# Brake Pads: EBC Green or Hawk HPS?



## big_c02 (Mar 7, 2013)

Looking to swap out my front rotors and pads on my b6 passat to improve braking and get rid of some perceived rotor warpage when braking. 

I am set on ATE Premium 1 rotors- OEM replacement for the rotors. Seems to be great reviews and low price. 

I can't decide on the pads though. The car is my DD and my goal is to have better bite, cold and hot, with minimal noise. It seems that the EBC green and HPS are my top choices for "performance street" pads. 

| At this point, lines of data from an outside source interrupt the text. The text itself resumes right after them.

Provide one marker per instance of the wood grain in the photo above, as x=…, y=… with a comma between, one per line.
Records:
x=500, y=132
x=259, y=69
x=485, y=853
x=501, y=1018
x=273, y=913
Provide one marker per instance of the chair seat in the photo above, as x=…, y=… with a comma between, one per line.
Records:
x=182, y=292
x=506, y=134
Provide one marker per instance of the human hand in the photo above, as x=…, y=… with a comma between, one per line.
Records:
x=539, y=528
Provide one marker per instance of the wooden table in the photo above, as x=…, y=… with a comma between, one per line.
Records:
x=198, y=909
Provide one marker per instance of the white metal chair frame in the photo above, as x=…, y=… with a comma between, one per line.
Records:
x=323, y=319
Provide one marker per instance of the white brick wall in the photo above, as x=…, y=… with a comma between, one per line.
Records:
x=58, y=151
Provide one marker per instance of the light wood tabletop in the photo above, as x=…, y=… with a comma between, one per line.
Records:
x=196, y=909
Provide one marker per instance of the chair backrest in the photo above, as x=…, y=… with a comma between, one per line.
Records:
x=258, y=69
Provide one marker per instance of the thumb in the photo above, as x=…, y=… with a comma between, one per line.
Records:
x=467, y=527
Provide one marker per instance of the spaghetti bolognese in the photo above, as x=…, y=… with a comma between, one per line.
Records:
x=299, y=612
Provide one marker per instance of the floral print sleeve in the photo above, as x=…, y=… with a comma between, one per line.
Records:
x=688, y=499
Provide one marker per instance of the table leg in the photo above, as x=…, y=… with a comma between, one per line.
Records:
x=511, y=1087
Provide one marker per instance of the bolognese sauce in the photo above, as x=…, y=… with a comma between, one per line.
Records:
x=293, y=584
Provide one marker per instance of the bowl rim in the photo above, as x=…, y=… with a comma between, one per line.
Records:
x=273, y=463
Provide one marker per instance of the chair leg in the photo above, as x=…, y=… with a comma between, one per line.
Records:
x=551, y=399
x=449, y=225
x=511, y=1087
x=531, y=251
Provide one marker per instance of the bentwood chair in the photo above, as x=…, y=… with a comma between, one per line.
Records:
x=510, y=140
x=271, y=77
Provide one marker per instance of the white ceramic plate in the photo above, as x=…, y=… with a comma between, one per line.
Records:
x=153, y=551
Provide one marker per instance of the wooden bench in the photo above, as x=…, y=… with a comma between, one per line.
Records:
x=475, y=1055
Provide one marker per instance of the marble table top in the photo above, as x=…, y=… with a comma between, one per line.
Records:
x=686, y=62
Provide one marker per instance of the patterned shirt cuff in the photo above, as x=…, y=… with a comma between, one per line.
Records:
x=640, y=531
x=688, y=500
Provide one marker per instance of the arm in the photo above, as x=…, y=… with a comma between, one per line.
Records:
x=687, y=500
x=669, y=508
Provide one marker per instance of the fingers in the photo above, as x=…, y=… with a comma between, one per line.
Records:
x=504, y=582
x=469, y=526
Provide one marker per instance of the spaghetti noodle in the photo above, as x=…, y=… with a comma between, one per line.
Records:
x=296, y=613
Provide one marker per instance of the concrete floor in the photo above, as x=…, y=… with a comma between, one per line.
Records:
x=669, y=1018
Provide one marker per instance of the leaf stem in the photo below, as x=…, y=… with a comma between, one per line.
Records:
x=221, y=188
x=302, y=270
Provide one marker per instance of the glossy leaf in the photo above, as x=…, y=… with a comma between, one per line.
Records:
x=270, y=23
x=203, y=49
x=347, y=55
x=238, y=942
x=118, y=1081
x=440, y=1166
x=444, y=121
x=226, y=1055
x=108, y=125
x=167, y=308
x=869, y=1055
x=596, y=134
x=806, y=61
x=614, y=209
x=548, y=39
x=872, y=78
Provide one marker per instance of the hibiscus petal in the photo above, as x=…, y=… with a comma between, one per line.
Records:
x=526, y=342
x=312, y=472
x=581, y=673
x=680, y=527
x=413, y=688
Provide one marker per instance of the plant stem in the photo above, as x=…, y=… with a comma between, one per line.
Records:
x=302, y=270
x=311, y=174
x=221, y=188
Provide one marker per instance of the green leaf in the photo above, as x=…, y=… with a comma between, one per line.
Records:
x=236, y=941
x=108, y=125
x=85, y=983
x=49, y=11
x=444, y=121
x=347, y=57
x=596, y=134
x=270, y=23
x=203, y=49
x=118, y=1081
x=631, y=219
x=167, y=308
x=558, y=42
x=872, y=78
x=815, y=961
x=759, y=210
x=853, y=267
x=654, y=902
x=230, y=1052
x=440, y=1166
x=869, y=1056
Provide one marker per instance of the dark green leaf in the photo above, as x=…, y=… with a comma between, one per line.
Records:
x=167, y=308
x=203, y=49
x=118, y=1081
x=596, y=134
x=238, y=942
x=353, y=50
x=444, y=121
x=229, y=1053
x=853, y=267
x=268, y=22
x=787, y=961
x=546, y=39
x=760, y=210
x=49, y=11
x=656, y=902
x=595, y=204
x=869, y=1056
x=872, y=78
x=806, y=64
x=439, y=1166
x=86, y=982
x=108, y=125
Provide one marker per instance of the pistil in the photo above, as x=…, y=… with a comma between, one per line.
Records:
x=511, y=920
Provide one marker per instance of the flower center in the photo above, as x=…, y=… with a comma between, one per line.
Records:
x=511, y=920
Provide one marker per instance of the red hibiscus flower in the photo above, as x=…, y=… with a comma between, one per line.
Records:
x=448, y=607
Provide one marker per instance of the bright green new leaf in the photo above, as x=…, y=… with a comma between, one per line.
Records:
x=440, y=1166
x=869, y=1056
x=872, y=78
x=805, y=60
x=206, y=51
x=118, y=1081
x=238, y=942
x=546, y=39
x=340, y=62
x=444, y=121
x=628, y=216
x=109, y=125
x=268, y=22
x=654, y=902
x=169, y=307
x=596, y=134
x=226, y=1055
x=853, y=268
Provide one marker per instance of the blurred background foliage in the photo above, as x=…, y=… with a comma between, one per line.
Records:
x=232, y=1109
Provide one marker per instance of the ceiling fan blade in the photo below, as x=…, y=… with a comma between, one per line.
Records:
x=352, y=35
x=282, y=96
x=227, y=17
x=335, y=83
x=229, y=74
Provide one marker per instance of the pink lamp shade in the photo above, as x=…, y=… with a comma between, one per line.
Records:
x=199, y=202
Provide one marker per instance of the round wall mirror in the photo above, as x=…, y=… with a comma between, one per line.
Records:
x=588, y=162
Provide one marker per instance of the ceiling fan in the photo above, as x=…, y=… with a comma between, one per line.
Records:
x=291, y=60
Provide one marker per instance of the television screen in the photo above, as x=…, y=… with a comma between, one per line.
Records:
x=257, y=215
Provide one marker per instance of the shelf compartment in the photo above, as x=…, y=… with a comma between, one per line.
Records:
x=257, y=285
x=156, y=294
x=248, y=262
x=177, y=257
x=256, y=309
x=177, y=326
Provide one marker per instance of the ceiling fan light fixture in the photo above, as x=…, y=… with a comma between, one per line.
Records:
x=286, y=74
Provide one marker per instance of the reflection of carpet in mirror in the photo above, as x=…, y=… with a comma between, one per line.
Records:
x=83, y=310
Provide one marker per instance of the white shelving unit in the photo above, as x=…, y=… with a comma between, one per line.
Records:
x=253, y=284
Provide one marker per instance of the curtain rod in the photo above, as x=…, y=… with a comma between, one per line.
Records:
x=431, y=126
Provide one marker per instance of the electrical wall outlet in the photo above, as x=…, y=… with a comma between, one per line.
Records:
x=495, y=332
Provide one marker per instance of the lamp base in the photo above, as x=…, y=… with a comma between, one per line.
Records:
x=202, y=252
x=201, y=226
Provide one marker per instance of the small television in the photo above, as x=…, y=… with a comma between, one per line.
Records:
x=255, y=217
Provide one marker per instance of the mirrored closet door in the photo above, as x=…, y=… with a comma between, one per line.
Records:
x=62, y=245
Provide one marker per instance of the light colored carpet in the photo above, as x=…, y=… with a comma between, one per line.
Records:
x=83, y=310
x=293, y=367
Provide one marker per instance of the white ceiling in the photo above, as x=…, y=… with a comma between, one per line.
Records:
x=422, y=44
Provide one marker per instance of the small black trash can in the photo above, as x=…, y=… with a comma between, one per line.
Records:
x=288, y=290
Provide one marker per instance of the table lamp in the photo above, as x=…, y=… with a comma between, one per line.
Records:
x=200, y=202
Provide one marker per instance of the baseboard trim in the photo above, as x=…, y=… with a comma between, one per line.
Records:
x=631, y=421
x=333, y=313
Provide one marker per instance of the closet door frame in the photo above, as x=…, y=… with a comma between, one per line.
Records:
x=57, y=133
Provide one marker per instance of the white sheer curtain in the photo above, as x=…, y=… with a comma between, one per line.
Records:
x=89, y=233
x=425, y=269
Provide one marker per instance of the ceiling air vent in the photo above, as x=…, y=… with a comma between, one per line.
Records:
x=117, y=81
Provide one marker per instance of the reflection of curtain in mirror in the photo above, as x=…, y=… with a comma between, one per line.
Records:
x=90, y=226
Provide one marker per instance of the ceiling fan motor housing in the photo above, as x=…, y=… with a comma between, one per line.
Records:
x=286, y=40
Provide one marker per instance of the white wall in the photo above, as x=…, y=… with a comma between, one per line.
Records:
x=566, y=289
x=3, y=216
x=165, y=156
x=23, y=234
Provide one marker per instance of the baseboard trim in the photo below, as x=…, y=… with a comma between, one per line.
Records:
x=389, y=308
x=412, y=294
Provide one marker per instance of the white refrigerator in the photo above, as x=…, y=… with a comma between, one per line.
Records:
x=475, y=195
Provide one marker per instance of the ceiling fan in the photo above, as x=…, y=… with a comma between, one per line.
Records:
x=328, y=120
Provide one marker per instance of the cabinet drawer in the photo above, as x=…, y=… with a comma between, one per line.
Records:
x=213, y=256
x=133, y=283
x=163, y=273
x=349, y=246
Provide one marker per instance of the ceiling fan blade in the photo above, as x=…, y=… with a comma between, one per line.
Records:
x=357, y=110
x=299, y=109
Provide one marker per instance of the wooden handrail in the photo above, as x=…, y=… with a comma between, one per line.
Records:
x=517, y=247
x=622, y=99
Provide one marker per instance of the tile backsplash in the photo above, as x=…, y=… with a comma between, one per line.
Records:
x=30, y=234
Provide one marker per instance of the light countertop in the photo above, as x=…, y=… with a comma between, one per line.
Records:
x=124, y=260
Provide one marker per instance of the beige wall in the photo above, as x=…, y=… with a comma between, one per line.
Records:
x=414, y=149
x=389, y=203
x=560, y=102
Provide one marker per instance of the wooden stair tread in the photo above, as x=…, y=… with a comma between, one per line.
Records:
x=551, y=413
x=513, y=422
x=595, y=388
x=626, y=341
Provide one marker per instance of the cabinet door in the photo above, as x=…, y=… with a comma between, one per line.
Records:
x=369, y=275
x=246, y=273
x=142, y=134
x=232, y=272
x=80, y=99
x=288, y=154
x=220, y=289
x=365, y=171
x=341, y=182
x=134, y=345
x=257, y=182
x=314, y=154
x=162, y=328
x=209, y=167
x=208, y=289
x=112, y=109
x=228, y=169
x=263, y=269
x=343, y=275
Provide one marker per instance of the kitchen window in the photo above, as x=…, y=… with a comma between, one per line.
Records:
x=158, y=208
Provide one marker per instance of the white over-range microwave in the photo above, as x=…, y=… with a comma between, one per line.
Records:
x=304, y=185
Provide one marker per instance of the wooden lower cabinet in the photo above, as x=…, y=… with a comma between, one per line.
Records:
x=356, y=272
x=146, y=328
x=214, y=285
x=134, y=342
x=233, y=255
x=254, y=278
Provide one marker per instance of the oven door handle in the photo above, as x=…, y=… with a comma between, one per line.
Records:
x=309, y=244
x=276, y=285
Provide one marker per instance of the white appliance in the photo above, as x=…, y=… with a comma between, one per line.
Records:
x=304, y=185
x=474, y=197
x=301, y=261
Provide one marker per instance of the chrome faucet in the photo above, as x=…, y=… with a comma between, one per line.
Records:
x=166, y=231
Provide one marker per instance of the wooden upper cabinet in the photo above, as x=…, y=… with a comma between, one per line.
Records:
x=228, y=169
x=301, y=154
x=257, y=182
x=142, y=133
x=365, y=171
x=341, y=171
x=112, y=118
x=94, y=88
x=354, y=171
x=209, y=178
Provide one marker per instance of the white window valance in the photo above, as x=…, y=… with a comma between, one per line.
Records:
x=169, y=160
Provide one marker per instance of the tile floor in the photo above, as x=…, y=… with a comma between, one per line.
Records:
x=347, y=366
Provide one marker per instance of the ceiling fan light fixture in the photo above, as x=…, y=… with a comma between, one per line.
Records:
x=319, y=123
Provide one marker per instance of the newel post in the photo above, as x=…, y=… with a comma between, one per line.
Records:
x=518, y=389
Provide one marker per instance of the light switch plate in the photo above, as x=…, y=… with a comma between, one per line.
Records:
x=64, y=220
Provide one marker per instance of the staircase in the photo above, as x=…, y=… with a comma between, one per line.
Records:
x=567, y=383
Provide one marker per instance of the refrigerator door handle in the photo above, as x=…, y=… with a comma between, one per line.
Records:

To those that have tried either pad, please place your recommendation and advice. Thanks!


----------



## gb21914 (Apr 7, 2011)

I believe that I have read that the Hawk HPS pads last a little longer.


----------



## OddJobb (Nov 6, 2004)

Go with EBC Red Stuffs, not Green for a 1.8t Passat. EBC Greens are not EBC's performance pads. I had them and I'd rate them no better than OEM replacements.


----------



## c0r3y.af (Oct 8, 2009)

I wouldn't compare Green Stuff with HPS. I agree with the above post. Give Red Stuff a try. It's a killer pad with great bite and stopping power. I had them on my MK4 and now my A4 and I have zero complaints.


----------



## Bx V-dubber (Dec 17, 2010)

x2. ebc red stuff and slotted rotors, still going strong after 3 years with barely any sign of wear.


----------



## DocWalt (Sep 6, 2012)

My experience with HPS pads was horrible. Stay far away.


----------



## xtremevdub (Jun 26, 2004)

OddJobb said:


> Go with EBC Red Stuffs, not Green for a 1.8t Passat. EBC Greens are not EBC's performance pads. I had them and I'd rate them no better than OEM replacements.


 I never tried the Reds but the Green SUCK.. I rate them worst than OEM.


----------



## c0r3y.af (Oct 8, 2009)

xtremevdub said:


> I never tried the Reds but the Green SUCK.. I rate them worst than OEM.


I disagree with this personally. I actually really liked the Greens for the price. Keep in mind they're meant to me a mild OEM replacement pad so they're not meant to be a huge improvement, but I certainly wouldn't say that they're worse than stock.


----------



## gb21914 (Apr 7, 2011)

I recently installed the reds along with new sport rotors. They squealed like crazy at first but they are normal now. No complaints, and the grip is just awesome. :thumbup:


----------